Para quienes insisten obstinadamente que las mejoras de los medios vendrían con la plena aplicación de la ley de Servicios de Comunicación Audiovisual, el caso viene a mostrar las falencias del modelo controlador para conseguir una mejora en los contenidos. Las sociedades no mejoran por decreto ni los medios por multas. Como tampoco la pluralidad trae de por sí una mejora como no la trajo solo la competencia (es curioso que el modelo intervencionista y el comercial tengan lógicas tan parecidas en ese sentido). El caso Ángeles, más que la irresponsabilidad de los medios, nos viene a dar cuenta de la indefensión de nuestros jóvenes y la amenaza que los adultos representan para los que se suponen debe proteger. Eso es lo que intriga a la sociedad y la pone a buscar explicaciones que ni medios ni poder saben darle.
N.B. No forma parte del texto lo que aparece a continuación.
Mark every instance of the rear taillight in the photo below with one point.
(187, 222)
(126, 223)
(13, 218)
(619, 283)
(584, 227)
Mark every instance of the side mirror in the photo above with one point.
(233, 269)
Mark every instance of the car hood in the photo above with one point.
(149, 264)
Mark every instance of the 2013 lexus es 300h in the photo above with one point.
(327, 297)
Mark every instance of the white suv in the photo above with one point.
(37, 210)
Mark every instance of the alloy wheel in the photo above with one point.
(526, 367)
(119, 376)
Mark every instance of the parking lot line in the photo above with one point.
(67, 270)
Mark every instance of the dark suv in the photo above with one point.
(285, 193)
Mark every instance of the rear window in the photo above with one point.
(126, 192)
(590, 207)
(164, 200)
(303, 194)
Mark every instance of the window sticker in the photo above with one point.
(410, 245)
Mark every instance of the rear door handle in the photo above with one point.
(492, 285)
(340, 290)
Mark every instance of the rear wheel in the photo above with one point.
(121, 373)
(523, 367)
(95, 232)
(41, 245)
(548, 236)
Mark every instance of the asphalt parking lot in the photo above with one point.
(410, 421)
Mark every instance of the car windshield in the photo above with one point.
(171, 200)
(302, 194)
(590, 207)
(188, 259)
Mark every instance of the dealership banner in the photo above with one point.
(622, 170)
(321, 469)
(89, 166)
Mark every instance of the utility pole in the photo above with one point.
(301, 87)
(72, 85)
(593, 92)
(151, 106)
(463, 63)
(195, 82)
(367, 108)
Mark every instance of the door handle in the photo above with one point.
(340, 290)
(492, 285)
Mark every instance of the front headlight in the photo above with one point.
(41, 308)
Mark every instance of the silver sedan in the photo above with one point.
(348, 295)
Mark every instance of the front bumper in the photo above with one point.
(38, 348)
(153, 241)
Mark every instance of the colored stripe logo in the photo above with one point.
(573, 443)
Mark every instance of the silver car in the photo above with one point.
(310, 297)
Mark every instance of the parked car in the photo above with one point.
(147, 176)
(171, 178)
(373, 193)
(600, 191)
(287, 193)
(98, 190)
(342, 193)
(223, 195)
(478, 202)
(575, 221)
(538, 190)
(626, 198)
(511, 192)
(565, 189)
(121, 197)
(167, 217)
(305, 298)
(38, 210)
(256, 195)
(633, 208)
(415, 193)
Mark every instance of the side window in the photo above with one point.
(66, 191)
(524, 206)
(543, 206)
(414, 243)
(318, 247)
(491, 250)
Antes que los artículos de la ley 26.522 que tutelan a los niños frente a la radio y la televisión, estaba la ley 26.061 que en el artículo 7 señala que “La familia es responsable en forma prioritaria de asegurar a las niñas, niños y adolescentes el disfrute pleno y el efectivo ejercicio de sus derechos y garantías”. Y en el artículo 10 redunda en un derecho que ya está protegido por otras leyes pero que insiste especialmente en que “Las niñas, niños y adolescentes tienen derecho a la vida privada e intimidad de y en la vida familiar. Estos derechos no pueden ser objeto de injerencias arbitrarias o ilegales.” Se trata de artículos de un sentido común tan extremo que nos hacen tambalear cuando vemos que se conculcan. Más inquietante es la solución que esa ley propone en su artículo 1: “La omisión en la observancia de los deberes que por la presente corresponden a los órganos gubernamentales del Estado habilita a todo ciudadano a interponer las acciones administrativas y judiciales a fin de restaurar el ejercicio y goce de tales derechos, a través de medidas expeditas y eficaces”. Justo el procedimiento que las máximas autoridades andan diciendo en todos lados que no funciona. Un procedimiento que, aun funcionando, no le devolverá a la chica muerta la intimidad que perdió su joven vida cuando el mal periodismo entendió que la sociedad hablaba de ella porque quería datos truculentos y no porque el caso venía a cuestionarle una de sus pocas certezas. Quizás lo que las audiencias aprovecharon fue la oportunidad para hablar entre sí esto de que, quizás, ni somos tan buena gente ni nos queremos tanto.